Speaking of Evil Transnational Uber-Corporations, there was that bit in the news a few years ago about “vast mineral wealth discovered, untapped in Afghanistan”. About two weeks later, the US policy branches pretty much stated that they were getting out of AFG as fast as they could without being impeached by a revolutionary military tribunal. Not quite sure how and why that happened, but it seems that Afghanistan is sitting on top of about half to 3/4rs of the world’s known reserves of lithium, essential for modern battery technology especially as applies to cars.

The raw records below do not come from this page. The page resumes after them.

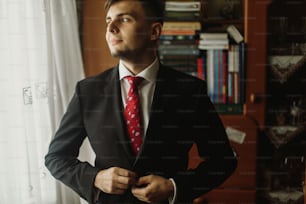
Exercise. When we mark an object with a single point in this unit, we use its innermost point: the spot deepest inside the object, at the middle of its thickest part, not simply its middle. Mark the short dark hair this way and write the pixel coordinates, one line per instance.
(154, 8)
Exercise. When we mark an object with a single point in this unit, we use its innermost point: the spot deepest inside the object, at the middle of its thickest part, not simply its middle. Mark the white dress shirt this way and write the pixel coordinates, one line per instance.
(146, 91)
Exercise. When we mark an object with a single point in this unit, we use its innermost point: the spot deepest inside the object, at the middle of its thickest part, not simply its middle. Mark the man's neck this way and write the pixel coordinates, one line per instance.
(137, 66)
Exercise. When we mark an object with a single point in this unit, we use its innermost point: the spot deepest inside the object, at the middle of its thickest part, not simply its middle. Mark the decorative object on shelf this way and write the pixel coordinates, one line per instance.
(223, 9)
(282, 67)
(281, 135)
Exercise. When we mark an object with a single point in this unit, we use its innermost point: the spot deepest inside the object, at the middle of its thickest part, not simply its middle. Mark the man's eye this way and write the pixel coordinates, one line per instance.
(124, 20)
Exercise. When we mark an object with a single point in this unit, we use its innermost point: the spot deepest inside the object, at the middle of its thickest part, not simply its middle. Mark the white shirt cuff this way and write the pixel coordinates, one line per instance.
(172, 200)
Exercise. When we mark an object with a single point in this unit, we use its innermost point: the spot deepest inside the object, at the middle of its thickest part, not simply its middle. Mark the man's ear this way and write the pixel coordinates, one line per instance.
(156, 30)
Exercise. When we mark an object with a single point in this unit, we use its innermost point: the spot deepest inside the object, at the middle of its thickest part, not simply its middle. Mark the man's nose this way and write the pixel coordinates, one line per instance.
(112, 27)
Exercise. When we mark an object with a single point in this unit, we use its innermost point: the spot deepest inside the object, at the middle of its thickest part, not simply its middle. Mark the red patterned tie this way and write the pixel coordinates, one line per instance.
(132, 113)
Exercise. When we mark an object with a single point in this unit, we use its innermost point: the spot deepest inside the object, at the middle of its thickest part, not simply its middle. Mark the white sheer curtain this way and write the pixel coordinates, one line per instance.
(66, 69)
(40, 62)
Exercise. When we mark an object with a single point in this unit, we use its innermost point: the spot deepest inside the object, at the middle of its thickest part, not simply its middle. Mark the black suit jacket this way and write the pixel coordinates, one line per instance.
(181, 115)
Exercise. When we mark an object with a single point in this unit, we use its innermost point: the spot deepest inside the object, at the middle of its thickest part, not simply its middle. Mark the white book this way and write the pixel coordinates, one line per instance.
(214, 47)
(214, 42)
(214, 36)
(234, 33)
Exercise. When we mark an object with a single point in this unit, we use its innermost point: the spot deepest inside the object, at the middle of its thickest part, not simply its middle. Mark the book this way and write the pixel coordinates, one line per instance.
(180, 25)
(213, 47)
(214, 42)
(213, 36)
(178, 32)
(182, 6)
(229, 109)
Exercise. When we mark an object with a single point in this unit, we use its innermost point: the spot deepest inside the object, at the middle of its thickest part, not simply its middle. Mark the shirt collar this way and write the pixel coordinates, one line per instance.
(149, 73)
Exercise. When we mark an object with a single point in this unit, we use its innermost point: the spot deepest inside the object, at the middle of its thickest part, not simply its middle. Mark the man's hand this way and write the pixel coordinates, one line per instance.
(115, 180)
(153, 188)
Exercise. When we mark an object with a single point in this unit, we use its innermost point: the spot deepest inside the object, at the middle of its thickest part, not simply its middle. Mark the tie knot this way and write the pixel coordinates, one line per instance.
(134, 81)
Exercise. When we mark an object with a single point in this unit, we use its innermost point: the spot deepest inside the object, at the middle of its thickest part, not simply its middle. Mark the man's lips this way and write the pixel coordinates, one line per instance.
(115, 41)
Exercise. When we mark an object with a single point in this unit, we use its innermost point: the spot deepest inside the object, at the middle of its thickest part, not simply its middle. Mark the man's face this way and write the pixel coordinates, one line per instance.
(128, 32)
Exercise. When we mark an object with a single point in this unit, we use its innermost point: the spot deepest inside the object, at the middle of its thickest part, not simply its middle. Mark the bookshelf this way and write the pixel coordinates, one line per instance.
(283, 174)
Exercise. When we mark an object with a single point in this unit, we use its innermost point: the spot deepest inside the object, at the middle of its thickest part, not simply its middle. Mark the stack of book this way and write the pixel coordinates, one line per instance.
(223, 67)
(178, 45)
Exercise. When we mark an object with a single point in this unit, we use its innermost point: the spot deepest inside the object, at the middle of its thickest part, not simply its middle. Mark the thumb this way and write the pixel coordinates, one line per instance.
(143, 181)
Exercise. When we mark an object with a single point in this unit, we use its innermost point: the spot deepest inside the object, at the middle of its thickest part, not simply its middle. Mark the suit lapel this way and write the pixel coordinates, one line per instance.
(156, 112)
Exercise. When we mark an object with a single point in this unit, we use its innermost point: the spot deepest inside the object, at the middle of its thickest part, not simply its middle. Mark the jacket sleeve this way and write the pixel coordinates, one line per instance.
(213, 146)
(61, 159)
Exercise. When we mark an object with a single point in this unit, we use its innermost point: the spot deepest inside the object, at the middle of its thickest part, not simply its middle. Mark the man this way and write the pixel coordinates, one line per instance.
(174, 113)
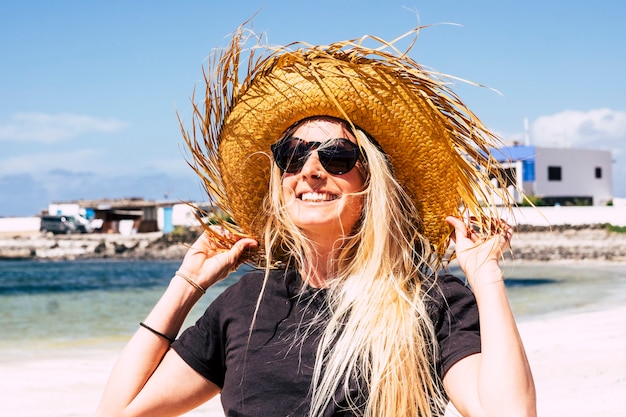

That being said: it seems to me that while Big Corps would love to market sugar batteries, they probably wouldn’t want to do so in such a way as to yank the rug out from under (so to speak) their current standings in other markets. And keep in mind about the Army and MILSPEC research, they are perfectly happy to develop and deploy solutions that are excellent in terms of portability into military theaters, but aren’t exactly efficient in civilian life and are even less useful in long-term commercial applications. Think “natural gas”. Commercial users in North America love it, because it’s practically limitless and has almost no shipping costs as it comes through pipes buried in the ground. For the military, laying pipes in the ground to accept delivery from easily attacked central supplies, as they deploy and maneuver, that’s not what they need or want. Using up every last bag of sugar off of every last supply shelf in the world, so long as it’s portable for their needs, that’s what military want.
Is now a good time to mention that I’m surprised they haven’t weaponized HELA yet?